We also identified an interesting link between the proteasome and autophagy, the proteasome seeming to be one of the “favorite substrates” of autophagosomes—an observation already made by others. We identified proteasomal proteins associated with autophagosomes irrespective of the stimuli used. During active autophagy, proteasomal protein abundance, as well as proteasome activity decreases in cells. However, the molecular mechanisms underlying autophagy-proteasome crosstalk are still not fully uncovered. Thus, it remains unknown if proteasomes are active inside autophagosomes and if autophagosomes can be regarded as scaffolds bringing together the proteasome with its substrates. As we identified basically all components of the 20S proteasome this might be a valid option. Regardless of the mechanism, it becomes clear that there is a balance between the two degradation systems, which can be shifted in favor of one or the other. We also observed this for yeast: rapamycin increases levels of autophagy in temperature sensitive pre1-1 or pre2-1 mutants, which express inactive proteasomes upon a temperature rise, compared with wild-type strains treated with rapamycin. The pre1-1 pre2-1 double-mutant displays synergistic effects.

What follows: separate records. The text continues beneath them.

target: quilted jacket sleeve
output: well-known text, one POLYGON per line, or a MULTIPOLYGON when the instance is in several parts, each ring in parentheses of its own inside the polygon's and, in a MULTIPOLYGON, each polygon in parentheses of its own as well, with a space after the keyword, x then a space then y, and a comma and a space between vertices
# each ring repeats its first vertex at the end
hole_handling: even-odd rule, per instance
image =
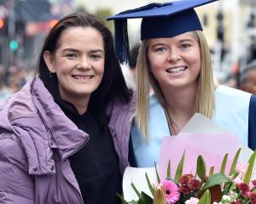
POLYGON ((0 133, 0 203, 34 203, 34 178, 15 136, 0 133))

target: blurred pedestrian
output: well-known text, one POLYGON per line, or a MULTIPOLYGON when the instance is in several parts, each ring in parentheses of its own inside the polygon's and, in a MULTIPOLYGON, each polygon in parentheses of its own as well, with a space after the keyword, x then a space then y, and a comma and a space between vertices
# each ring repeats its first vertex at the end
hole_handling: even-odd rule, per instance
POLYGON ((129 57, 128 33, 122 31, 126 20, 143 18, 131 128, 138 167, 154 167, 162 137, 178 134, 195 113, 212 118, 241 144, 256 148, 256 97, 225 86, 216 88, 213 82, 210 50, 194 9, 213 1, 150 3, 108 18, 119 34, 116 50, 121 62, 129 57))
POLYGON ((38 66, 0 108, 0 203, 119 203, 135 99, 111 31, 67 15, 38 66))
POLYGON ((256 95, 256 60, 246 65, 239 79, 240 89, 256 95))
POLYGON ((4 82, 5 71, 3 66, 0 65, 0 104, 8 99, 13 93, 4 82))
POLYGON ((224 80, 224 85, 230 88, 238 88, 238 76, 233 73, 228 74, 224 80))

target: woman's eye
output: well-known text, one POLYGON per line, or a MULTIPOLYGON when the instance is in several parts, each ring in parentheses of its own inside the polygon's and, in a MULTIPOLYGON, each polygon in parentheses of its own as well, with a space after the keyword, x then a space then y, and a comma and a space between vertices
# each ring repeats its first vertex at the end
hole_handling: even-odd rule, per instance
POLYGON ((163 48, 163 47, 161 47, 161 48, 157 48, 156 49, 155 49, 155 51, 156 52, 164 52, 164 51, 166 51, 166 48, 163 48))
POLYGON ((102 55, 98 54, 93 54, 90 55, 90 58, 93 60, 99 60, 102 58, 102 55))
POLYGON ((77 54, 67 54, 66 57, 67 57, 68 59, 74 59, 77 57, 77 54))
POLYGON ((189 47, 190 47, 189 44, 182 44, 182 45, 181 45, 181 48, 189 48, 189 47))

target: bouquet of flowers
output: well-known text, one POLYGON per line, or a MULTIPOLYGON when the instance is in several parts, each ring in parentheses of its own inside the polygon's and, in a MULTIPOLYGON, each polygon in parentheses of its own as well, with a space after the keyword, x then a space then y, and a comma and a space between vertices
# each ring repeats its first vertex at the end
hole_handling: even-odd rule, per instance
POLYGON ((160 180, 156 166, 156 184, 152 184, 145 173, 151 195, 140 192, 131 182, 138 200, 126 201, 123 196, 118 196, 124 204, 256 204, 256 180, 253 178, 256 151, 246 165, 238 162, 240 152, 241 149, 236 151, 228 174, 225 173, 228 154, 224 156, 219 172, 214 173, 214 167, 211 167, 208 174, 204 158, 199 156, 194 175, 183 174, 184 152, 174 178, 171 178, 170 162, 164 180, 160 180))

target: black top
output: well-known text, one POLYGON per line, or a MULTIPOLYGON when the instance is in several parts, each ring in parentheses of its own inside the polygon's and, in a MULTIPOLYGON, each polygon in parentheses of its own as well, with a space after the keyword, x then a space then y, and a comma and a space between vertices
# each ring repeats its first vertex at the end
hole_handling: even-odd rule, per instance
POLYGON ((79 116, 73 105, 58 102, 65 114, 90 136, 89 141, 68 157, 86 204, 121 203, 122 177, 119 167, 108 120, 100 124, 90 110, 79 116))

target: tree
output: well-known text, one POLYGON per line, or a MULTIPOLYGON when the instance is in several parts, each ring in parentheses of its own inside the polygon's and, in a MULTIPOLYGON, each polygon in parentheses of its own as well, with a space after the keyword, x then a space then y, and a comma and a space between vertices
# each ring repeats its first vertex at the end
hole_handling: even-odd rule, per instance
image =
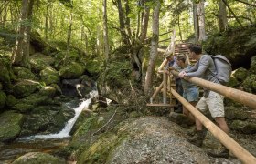
POLYGON ((150 47, 150 59, 147 67, 145 84, 144 84, 144 93, 148 94, 152 88, 152 81, 154 77, 154 70, 155 67, 155 59, 157 57, 157 48, 159 41, 159 11, 160 11, 160 2, 159 0, 155 0, 155 7, 153 13, 152 20, 152 39, 150 47))
POLYGON ((198 16, 199 16, 199 42, 206 40, 205 29, 205 0, 200 0, 198 4, 198 16))
POLYGON ((226 5, 222 0, 218 1, 219 5, 219 31, 225 31, 228 28, 228 19, 227 19, 227 11, 226 5))
POLYGON ((103 38, 104 38, 104 54, 106 63, 109 59, 109 33, 108 33, 108 16, 107 16, 107 0, 103 0, 103 38))
POLYGON ((22 0, 19 32, 12 55, 13 65, 30 67, 28 57, 33 4, 34 0, 22 0))

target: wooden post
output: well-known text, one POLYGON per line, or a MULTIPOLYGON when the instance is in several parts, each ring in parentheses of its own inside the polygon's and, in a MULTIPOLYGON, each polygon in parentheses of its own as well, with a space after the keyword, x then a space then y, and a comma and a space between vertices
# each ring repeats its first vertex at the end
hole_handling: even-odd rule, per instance
POLYGON ((156 95, 159 93, 159 91, 163 88, 164 86, 164 82, 161 83, 161 85, 156 87, 155 93, 153 94, 153 96, 150 97, 150 103, 153 103, 153 99, 156 97, 156 95))
MULTIPOLYGON (((176 76, 178 75, 176 71, 171 71, 171 73, 176 76)), ((256 109, 256 95, 222 86, 220 84, 207 81, 198 77, 185 77, 184 79, 197 84, 202 87, 206 87, 208 89, 219 93, 226 97, 233 99, 234 101, 249 106, 252 109, 256 109)))
POLYGON ((225 147, 227 147, 243 163, 256 163, 256 159, 232 138, 219 128, 214 123, 200 113, 194 106, 188 103, 176 91, 171 89, 171 93, 188 109, 199 121, 217 138, 225 147))
POLYGON ((163 90, 163 103, 166 104, 166 91, 167 91, 167 74, 163 73, 163 83, 164 83, 164 90, 163 90))

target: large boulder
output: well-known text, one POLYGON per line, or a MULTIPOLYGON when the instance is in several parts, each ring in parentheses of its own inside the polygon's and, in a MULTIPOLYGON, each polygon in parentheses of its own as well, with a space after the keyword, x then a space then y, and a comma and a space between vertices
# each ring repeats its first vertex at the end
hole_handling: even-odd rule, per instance
POLYGON ((242 83, 245 91, 256 94, 256 74, 248 77, 242 83))
POLYGON ((249 68, 251 58, 256 55, 256 27, 229 29, 213 35, 204 43, 204 49, 208 54, 227 56, 233 69, 249 68))
POLYGON ((40 72, 47 67, 51 67, 54 63, 54 58, 50 56, 36 53, 30 56, 29 63, 32 70, 40 72))
POLYGON ((26 67, 15 67, 13 71, 17 78, 32 80, 36 79, 36 76, 31 72, 31 70, 26 67))
POLYGON ((13 92, 16 97, 25 97, 32 93, 34 93, 37 89, 39 89, 41 85, 37 81, 33 80, 22 80, 17 82, 14 87, 13 92))
POLYGON ((41 80, 46 83, 46 85, 58 84, 59 82, 59 72, 52 68, 47 67, 40 71, 41 80))
POLYGON ((26 117, 21 135, 58 133, 72 117, 74 110, 65 106, 35 107, 26 117))
POLYGON ((64 159, 42 152, 29 152, 17 158, 13 164, 66 163, 64 159))
POLYGON ((235 73, 233 74, 233 76, 239 81, 243 81, 247 77, 247 76, 248 76, 248 71, 247 71, 247 69, 245 69, 243 67, 240 67, 240 68, 235 70, 235 73))
POLYGON ((29 112, 38 105, 48 104, 55 93, 55 87, 43 87, 38 92, 22 99, 16 99, 15 97, 9 95, 7 97, 7 106, 14 110, 29 112))
POLYGON ((80 77, 84 72, 84 66, 77 63, 71 62, 67 67, 62 67, 59 69, 59 76, 62 78, 78 78, 80 77))
POLYGON ((6 111, 0 115, 0 142, 10 141, 19 135, 23 125, 22 114, 6 111))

Taken together, by employing an unbiased organellar proteomics approach we studied the dynamics of autophagosomes in response to different cues. We highlighted stimulus differences and similarities shedding new light on macroautophagy as a targeted degradation process. Combining yeast and human cell culture systems, new conserved autophagy regulators could be identified and the crosstalk between the autophagosome on the one hand and the retromer and the proteasome on the other hand was studied. To our opinion, global ‘omics’ approaches in combination with data modeling hold the promise to further delineate macroautophagy and underlying spatiotemporal protein dynamics. Our study provides a resource of proteins implicated in autophagy either as substrates or components of the autophagosomal machinery—this data set gives a glimpse of the autophagosomal food-chain and will hopefully aid further studies in delineating the signals and mechanisms that govern spatiotemporal specificities of cargo selection during (stress-induced) macroautophagy.